Is power fade a euphemism for enormous slice?  And power draw a duck hook?  I'm being flippant but am genuinely interested in the answer.


----------



## USER1999 (Dec 6, 2012)

Stuey01 said:



			What is the difference between the power and normal variants?  
Is power fade a euphemism for enormous slice?  And power draw a duck hook?  I'm being flippant but am genuinely interested in the answer.
		
Click to expand...

Normally a so called power fade is a push fade, as it is hit with an in to out swing. A fade hit by an out to in swing is a weaker shot. Hence the belief that fading the ball leads to a loss of distance compared to a draw, because most people fade by chopping across the ball, out to in.


----------



## SocketRocket (Dec 6, 2012)

murphthemog said:



			Normally a so called power fade is a push fade, as it is hit with an in to out swing. A fade hit by an out to in swing is a weaker shot. Hence the belief that fading the ball leads to a loss of distance compared to a draw, because most people fade by chopping across the ball, out to in.
		
Click to expand...

Hitting in to out is chopping across the ball as well.


----------



## Foxholer (Dec 6, 2012)

SocketRocket said:



			Ok, I'm back in the room, not really pointy fingering or huffing either.

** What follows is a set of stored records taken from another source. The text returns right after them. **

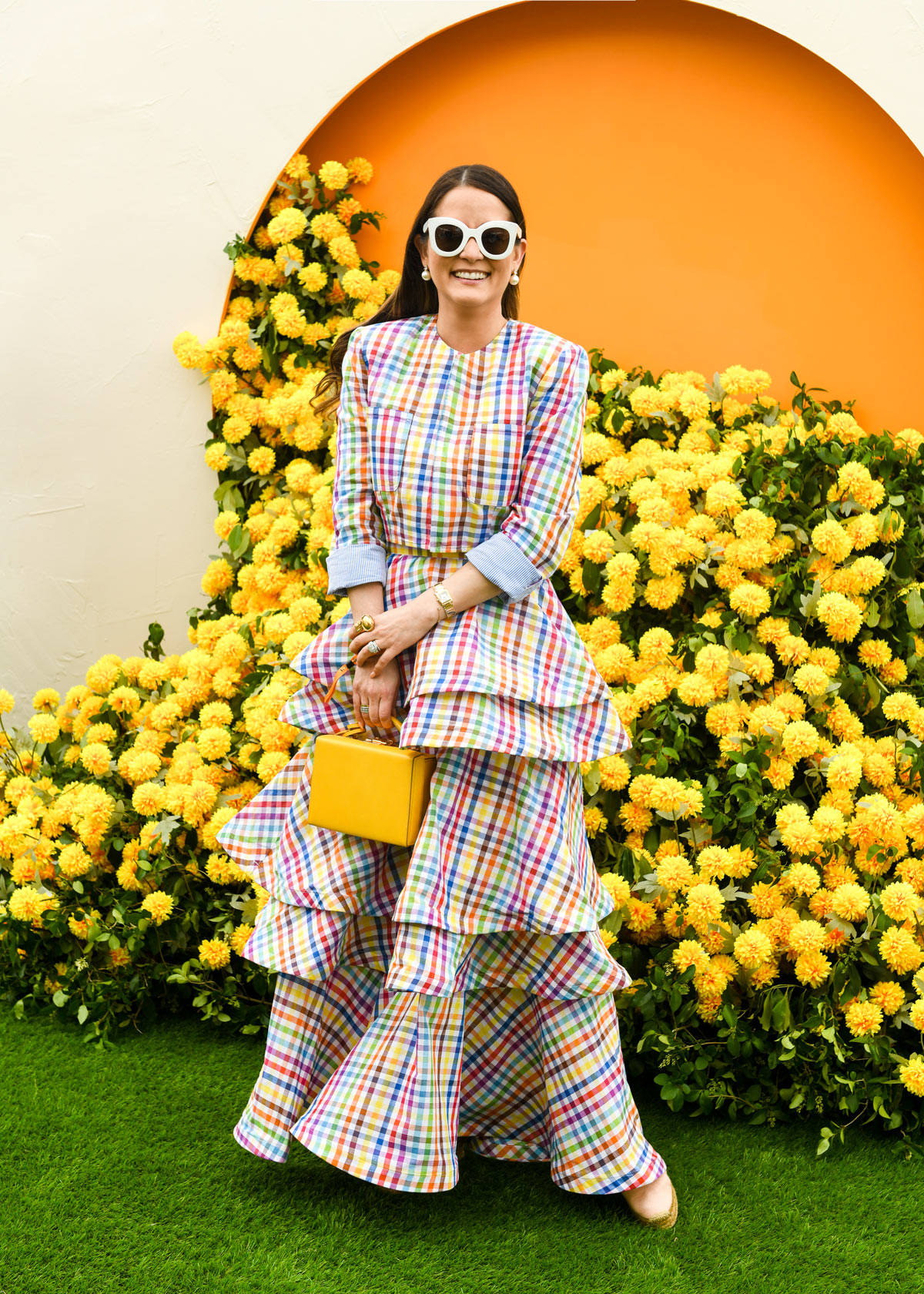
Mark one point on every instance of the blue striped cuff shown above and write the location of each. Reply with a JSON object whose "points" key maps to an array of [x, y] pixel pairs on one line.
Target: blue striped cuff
{"points": [[500, 561], [355, 563]]}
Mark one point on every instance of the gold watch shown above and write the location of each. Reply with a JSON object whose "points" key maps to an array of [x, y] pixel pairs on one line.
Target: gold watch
{"points": [[444, 599]]}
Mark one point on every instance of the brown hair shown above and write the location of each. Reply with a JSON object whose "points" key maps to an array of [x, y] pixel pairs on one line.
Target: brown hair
{"points": [[413, 294]]}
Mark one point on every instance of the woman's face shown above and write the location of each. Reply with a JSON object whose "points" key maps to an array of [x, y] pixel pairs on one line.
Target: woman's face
{"points": [[473, 206]]}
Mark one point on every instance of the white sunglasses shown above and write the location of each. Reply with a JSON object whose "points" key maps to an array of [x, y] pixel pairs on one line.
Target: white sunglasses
{"points": [[450, 236]]}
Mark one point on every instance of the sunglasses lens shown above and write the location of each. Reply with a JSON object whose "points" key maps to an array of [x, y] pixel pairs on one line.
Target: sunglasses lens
{"points": [[447, 238], [496, 240]]}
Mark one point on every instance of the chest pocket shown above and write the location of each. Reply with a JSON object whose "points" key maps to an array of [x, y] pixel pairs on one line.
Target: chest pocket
{"points": [[389, 435], [492, 469]]}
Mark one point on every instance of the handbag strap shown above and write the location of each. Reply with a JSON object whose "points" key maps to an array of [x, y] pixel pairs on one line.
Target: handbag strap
{"points": [[340, 675]]}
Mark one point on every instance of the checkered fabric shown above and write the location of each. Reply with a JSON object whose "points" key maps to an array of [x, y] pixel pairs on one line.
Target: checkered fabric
{"points": [[458, 987], [477, 456], [502, 846], [312, 945], [382, 1084]]}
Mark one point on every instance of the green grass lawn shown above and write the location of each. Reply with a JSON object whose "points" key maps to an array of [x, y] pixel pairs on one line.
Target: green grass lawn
{"points": [[119, 1172]]}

James, This is the way I see it, if you dont agree thats fine but please dont make derisory comments because I happen to have a different opinion.  I didnt say you manipulated the video, I suggested you were manipulating your description of Tigers swing.

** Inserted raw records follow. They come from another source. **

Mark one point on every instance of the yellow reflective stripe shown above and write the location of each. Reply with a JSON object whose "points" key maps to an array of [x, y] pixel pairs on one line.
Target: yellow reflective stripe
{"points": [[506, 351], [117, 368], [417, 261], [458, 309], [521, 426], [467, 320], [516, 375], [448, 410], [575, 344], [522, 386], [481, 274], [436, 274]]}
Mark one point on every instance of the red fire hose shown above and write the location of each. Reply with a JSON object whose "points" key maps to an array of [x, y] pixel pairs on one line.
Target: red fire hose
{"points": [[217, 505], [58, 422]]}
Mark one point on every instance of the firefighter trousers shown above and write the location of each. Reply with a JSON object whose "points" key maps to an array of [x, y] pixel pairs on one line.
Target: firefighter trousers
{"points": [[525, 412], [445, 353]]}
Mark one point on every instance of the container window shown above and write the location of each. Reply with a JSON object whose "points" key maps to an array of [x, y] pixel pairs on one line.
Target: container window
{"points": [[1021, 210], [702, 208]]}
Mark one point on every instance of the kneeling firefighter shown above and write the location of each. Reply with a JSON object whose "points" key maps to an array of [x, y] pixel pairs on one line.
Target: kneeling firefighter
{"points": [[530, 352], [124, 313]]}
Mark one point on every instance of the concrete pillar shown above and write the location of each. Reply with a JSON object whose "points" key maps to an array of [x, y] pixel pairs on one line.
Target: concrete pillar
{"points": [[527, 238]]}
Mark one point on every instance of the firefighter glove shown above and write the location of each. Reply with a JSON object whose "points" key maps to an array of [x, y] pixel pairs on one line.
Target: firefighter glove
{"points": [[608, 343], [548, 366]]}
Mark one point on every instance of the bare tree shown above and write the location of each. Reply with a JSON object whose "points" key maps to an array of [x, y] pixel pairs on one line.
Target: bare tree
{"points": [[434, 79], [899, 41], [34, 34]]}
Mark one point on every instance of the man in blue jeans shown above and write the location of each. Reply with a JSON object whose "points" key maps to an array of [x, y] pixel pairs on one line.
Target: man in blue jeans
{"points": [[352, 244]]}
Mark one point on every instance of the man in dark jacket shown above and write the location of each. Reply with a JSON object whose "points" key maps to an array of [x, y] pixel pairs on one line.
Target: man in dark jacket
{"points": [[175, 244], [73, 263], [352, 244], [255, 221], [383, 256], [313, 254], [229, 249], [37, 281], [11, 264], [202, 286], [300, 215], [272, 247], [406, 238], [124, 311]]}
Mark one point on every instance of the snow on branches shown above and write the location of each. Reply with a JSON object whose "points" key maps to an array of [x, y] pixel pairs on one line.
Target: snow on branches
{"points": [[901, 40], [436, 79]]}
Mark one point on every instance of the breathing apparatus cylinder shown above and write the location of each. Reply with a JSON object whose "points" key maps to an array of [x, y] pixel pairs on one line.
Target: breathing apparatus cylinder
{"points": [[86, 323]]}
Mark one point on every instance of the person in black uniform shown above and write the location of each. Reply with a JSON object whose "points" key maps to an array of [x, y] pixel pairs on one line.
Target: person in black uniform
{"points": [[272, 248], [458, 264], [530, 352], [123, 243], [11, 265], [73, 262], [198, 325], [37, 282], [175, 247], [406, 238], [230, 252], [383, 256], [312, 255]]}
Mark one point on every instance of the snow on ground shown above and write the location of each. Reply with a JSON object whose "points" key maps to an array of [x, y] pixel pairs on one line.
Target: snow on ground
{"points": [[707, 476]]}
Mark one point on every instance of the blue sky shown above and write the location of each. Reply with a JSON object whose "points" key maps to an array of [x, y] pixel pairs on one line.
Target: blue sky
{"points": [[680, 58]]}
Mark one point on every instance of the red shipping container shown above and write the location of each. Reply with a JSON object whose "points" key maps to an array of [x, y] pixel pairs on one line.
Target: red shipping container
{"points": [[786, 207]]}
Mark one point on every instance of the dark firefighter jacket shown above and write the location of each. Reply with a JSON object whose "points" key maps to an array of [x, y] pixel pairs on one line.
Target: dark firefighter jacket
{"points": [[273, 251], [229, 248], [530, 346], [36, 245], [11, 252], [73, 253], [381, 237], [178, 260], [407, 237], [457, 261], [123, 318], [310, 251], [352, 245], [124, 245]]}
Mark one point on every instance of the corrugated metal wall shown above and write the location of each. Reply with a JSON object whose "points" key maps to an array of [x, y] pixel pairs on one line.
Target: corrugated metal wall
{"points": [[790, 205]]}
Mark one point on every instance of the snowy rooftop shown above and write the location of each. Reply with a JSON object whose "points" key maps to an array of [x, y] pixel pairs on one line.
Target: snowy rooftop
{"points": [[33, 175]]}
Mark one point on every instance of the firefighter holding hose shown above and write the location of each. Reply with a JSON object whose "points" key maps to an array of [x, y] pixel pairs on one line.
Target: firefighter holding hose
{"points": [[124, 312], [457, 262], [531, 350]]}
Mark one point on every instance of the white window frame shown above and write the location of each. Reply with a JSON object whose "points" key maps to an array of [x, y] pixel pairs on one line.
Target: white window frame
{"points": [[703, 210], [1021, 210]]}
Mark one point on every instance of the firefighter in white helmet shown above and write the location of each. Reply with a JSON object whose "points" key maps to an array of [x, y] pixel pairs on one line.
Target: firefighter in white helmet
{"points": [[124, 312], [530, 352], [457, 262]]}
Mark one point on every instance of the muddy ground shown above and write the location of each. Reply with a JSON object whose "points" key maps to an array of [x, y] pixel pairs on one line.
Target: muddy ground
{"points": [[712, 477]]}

To me, a push is a fault. I see no reason for it, the same goes with a pull. (Explain if you disagree)

To hit the ball out to right or left of target I would align and aim right or left as if playing a straight shot in that direction. If I want the ball to draw or fade from the line I will then swing a degree right or left of that aim line. My initial ball flight is controlled by the direction I point the clubface, I think you will agree that to fade or draw you have to cut across the ball. I dont like to manipulate a push or a pull as it is IMO a fault.

P.S.
For those who dont like technical golf debates, dont read them.
.
		
Click to expand...

I think you are confusing the 'Push/Pull = bad shot' with the 'push/pull = swing-path' descriptions. In the former, the description is about the results, and it probably does mean there's a fault; in the latter, it's merely a description of the swing path, relative to 'target' and may be deliberate, so not a fault.

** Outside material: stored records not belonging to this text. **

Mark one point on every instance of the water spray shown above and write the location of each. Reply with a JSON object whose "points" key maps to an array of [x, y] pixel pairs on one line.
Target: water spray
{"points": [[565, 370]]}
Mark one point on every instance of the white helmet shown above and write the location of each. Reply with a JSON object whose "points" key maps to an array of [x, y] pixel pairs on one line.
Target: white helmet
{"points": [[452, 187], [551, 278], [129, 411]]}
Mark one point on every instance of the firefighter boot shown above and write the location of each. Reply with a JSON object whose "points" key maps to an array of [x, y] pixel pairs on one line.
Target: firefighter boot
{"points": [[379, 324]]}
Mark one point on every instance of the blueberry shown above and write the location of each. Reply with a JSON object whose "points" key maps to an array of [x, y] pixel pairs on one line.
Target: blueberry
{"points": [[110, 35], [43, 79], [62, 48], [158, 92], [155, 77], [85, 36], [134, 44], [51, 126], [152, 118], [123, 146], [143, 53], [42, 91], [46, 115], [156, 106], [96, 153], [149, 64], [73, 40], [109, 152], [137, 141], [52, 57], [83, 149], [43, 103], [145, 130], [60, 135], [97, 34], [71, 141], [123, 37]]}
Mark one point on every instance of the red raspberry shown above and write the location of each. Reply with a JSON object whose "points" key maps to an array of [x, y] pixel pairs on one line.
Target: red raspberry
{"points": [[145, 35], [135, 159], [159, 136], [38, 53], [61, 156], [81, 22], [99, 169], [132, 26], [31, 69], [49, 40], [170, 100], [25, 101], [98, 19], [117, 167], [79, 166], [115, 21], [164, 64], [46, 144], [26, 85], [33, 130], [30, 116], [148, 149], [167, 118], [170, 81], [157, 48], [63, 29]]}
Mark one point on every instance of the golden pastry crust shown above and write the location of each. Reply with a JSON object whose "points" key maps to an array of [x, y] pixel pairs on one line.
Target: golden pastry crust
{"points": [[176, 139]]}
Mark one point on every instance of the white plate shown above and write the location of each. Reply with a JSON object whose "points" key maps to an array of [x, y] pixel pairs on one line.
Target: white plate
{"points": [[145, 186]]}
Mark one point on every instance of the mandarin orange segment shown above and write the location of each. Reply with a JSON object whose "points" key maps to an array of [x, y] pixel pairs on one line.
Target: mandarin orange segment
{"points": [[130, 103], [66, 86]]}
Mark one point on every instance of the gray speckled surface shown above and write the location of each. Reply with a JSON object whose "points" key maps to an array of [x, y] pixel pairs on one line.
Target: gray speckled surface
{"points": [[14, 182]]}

If your 'straight' shot is perfectly in-square-in then, on the shaped shots, you'd be hitting push-draw and pull-fade - intended shots, not faults. You are manipulating the shot, but in a purposeful method, rather than as a fault. You are absolutely correct to be aiming the club-face right/left of the target, rather than directly at it as prescribed by the 'old/bad' ball flight laws.


----------



## Region3 (Dec 6, 2012)

SocketRocket said:



			To me, a push is a fault. I see no reason for it, the same goes with a pull. (Explain if you disagree)

To hit the ball out to right or left of target I would align and aim right or left as if playing a straight shot in that direction. If I want the ball to draw or fade from the line I will then swing a degree right or left of that aim line. My initial ball flight is controlled by the direction I point the clubface, I think you will agree that to fade or draw you have to cut across the ball. I dont like to manipulate a push or a pull as it is IMO a fault.

P.S.
For those who dont like technical golf debates, dont read them.
.
		
Click to expand...

I know this was directed towards James, but I disagree and would like to explain why.

Using the following as an example: Flag on the right of the green, bunker on the left, so you want to start the ball at the left side of the green and have it move towards the flag.

As I understand it, I have 2 choices...
1) Align myself and the club to the left side of the green, and swing across the ball from in to out (towards the bunker).
2) Align myself to the bunker, my club to the left side of the green and swing normally.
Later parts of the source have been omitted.